Budgeting: The First Step To Financial Freedom
Proper budgeting is essential if you’re going to make progress with your finances. Think of it as a roadmap to a secure financial future.
It’s best to start by keeping a note of your daily spending habits. Track your spending for at least two weeks.
Most of us have a selective memory when it comes to the small items that we buy—you might have gone into the store for monthly groceries, but we are willing to bet that you left with a few unintentional extras.
Once you’ve seen where your money goes, you can create an accurate budget.
List all your essential living expenses, like rent, power, and so on. Then, list your necessary grocery expenses, too. Now, create a second list with all the other expenses.
Calculate both lists and compare the overall figure to your income. Do you have any wiggle room within the budget? Great.
If you are coming up short, don’t beat yourself up too much. 50% of Americans have maxed out credit cards; for you, the situation is challenging, but not impossible.
The next step is to decrease your expenditure or expand your income stream. Where can you cut back? What side hustle can you start to earn a bit of extra money?
Freelancer sites like Upwork provide access to a wide pool of potential work, for example.

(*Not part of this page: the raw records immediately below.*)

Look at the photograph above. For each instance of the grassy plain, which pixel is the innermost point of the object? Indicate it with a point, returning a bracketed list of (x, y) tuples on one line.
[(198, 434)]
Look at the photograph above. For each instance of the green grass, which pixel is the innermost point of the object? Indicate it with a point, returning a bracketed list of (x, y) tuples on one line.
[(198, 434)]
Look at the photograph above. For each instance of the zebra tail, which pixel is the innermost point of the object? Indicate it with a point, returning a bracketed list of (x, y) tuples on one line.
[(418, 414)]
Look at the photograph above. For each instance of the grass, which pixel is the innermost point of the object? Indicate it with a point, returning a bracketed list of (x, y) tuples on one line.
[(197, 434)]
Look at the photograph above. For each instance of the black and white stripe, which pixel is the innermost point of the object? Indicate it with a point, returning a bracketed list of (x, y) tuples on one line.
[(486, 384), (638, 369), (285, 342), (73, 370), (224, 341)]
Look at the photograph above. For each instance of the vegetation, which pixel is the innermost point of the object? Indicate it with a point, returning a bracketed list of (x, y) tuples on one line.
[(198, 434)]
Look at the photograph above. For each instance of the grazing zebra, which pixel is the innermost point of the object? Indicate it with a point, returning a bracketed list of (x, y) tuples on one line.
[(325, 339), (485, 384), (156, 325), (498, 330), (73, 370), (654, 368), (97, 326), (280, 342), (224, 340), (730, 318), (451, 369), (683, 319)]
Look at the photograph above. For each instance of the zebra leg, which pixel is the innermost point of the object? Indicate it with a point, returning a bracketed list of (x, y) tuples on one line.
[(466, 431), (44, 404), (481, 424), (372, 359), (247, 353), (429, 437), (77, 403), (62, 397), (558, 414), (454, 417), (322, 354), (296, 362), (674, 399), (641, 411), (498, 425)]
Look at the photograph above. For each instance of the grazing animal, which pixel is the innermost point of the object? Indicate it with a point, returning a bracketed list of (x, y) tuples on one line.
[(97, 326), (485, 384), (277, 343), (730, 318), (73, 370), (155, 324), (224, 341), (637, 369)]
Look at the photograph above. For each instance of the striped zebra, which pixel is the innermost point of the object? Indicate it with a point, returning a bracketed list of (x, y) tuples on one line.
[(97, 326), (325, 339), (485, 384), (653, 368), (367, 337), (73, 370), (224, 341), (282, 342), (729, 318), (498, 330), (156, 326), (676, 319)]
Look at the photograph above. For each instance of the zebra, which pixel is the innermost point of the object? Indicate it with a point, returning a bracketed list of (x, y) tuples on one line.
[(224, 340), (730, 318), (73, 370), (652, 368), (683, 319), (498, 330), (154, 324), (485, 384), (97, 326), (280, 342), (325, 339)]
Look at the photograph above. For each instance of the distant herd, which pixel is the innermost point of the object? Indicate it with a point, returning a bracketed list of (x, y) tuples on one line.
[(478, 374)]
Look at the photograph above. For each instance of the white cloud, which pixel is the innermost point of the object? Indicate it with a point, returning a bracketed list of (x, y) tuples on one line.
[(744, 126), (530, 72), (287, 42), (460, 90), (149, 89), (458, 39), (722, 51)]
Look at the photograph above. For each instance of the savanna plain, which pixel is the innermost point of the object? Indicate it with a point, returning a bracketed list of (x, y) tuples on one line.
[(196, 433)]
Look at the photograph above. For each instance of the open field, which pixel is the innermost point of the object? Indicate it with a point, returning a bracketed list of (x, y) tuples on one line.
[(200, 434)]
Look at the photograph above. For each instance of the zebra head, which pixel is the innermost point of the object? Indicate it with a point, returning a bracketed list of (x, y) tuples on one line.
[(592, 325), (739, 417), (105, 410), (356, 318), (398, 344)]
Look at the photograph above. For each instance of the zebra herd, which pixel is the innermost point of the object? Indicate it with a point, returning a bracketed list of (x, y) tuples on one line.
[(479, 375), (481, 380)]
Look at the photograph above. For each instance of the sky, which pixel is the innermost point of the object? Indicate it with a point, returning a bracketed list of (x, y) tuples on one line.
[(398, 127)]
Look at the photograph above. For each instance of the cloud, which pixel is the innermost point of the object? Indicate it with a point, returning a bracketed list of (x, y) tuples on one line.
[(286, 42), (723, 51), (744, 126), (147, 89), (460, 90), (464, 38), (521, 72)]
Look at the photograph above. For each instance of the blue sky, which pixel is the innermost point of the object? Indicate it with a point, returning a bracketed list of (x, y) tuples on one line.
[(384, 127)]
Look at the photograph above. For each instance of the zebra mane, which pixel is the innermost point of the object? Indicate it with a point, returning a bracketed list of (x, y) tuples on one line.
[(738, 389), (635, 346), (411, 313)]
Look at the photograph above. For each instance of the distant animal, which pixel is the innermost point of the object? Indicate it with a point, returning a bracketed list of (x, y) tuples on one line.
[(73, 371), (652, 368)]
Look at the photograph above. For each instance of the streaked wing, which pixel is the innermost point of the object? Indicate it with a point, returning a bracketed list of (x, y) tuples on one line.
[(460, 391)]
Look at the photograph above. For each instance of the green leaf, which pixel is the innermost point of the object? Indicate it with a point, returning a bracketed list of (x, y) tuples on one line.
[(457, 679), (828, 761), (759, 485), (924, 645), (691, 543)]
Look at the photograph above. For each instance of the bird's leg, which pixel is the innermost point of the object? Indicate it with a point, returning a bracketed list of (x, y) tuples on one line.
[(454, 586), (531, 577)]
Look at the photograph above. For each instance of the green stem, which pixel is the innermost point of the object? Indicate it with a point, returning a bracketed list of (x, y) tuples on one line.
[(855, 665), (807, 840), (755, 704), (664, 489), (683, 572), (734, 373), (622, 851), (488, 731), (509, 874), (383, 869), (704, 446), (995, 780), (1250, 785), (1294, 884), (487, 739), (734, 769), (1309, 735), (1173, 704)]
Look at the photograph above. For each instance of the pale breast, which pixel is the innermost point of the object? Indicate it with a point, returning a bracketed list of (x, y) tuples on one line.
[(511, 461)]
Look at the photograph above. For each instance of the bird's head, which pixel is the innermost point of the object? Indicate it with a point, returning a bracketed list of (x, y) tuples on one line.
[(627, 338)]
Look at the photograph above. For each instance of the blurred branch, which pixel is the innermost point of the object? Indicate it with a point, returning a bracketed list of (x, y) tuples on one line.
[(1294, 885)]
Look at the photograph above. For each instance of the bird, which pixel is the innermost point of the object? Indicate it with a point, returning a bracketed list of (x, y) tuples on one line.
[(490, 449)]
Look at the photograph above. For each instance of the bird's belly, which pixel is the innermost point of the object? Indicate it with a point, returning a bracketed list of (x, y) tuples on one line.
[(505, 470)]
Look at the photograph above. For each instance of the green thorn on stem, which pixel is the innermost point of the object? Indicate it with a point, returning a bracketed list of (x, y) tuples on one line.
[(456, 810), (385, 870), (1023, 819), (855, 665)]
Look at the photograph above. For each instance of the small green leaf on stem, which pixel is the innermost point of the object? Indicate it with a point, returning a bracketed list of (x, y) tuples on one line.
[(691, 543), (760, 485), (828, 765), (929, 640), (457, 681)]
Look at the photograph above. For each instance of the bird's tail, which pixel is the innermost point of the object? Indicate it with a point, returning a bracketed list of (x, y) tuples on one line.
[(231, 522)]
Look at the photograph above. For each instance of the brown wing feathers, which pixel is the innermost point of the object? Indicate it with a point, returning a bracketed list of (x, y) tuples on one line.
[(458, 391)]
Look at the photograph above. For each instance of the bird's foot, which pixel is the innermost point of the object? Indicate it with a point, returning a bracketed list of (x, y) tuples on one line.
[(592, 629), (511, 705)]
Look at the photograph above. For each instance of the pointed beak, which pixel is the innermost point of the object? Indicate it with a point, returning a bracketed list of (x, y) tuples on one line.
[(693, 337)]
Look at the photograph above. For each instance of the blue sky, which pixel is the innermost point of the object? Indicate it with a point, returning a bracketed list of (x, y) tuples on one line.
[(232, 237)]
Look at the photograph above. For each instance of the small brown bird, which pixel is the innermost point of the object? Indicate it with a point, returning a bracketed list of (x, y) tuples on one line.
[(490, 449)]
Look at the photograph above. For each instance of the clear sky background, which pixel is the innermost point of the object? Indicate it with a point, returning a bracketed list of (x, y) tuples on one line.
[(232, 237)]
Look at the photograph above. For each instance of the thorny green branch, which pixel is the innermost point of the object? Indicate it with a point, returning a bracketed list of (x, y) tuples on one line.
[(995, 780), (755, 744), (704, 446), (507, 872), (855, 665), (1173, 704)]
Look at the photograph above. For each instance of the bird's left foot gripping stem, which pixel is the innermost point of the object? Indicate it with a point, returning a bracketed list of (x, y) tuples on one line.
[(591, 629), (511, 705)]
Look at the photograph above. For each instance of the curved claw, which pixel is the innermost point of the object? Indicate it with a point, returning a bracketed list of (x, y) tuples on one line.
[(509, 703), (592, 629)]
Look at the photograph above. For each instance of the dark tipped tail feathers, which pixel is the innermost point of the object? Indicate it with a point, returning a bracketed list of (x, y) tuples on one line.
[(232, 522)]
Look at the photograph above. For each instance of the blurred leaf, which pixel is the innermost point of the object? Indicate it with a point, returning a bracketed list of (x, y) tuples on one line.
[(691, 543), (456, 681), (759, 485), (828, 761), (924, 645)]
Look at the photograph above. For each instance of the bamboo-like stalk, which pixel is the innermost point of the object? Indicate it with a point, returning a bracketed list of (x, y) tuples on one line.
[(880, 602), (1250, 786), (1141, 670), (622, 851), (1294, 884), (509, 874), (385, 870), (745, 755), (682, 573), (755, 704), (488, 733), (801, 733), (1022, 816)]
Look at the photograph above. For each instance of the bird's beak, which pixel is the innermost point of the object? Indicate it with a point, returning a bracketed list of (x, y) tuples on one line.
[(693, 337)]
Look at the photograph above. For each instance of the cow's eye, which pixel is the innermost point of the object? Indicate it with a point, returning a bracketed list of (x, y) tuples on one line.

If you can’t make up the deficit, you’ll need to consider a consolidation loan or negotiate a lower repayment structure with your creditors. Neither option is ideal, but it will give you some breathing space.
Brace yourself: you need to know how much you owe overall.
Make a list of all the accounts and loans you have, including:
• Monthly installments
• Outstanding balances
• Interest rates
• Annual payments
It’s sometimes shocking to see your debt laid out in this way, but it’s also essential for managing your personal finance. If you know where you stand, you can make improvements.
Common Money Mistakes And How To Avoid Them
There are a few money mistakes that we all make:
Ignoring the Situation
Hiding from the situation will land you in trouble. If you’re battling to make the minimum monthly payments, speak to your creditors. The company will be more willing to help if your account is up to date than three months in arrears.
Honor any arrangement that you agree to follow to stay on top of it.
Budgeting for Money You Don’t Have
Many of us pin our hopes on a promotion or annual wage increase, but it’s better to work with reality. If you have to juggle creditors to pay for a new car, you can’t afford it.
Setting Huge Financial Goals
It’s great to envision paying off your home, but it’s a long-term commitment. Set some small goals to keep you going, like the simple method called the 52-week technique.
The dollar amount matches the week number: in the first week, save $1—double this (to $2) in Week 2. The next week, save $3, and so on.
By Week 52, you’re saving $52. You’ll barely notice the weekly amount to save $1,378 over a year.
Thinking More Credit Will Solve Your Problem
It’s tempting to get a payday loan or another personal loan to tide you over.
It is digging yourself a deeper hole, though. Steer clear of new credit.
The exception is a consolidation loan, but there’s one caveat—you should use a good portion of the extra money to pay down the consolidation loan principle. If you spend the excess, you’ll end up owing a lot more interest.
Let’s get to the finance tips to help you save more money.
Simple Finance Tips to Help You Save Money
Do you want to know how to save money? It’s easier than you think.
Conduct an Annual Review
An annual review of your insurance, gas company, and other commitments is essential.
Companies like Gas South and MetLife tweak the products regularly to stay competitive. You can benefit by calling around or using comparison sites for quotes.
Using Cash to Control Spending
A credit card is convenient; cash isn’t.
In budgeting, using cash is a visual reminder of how much you’re spending. Draw the cash you need for a week. When the money’s gone, that’s it – there’s no more spending for the week.
Review Your Situation Periodically
Does your overall credit card debt scare you? Good.
Review the balances on your accounts every three months to stay on track. Pay off small debts first and apply those installments to the next ones on the list.
Over the long-term, it’s better to tackle the higher interest debt first. There’s nothing as motivating as closing out an account, though.
Keep it up, and you’ll soon dig your way out of debt.
What other tips have you learned to manage your money?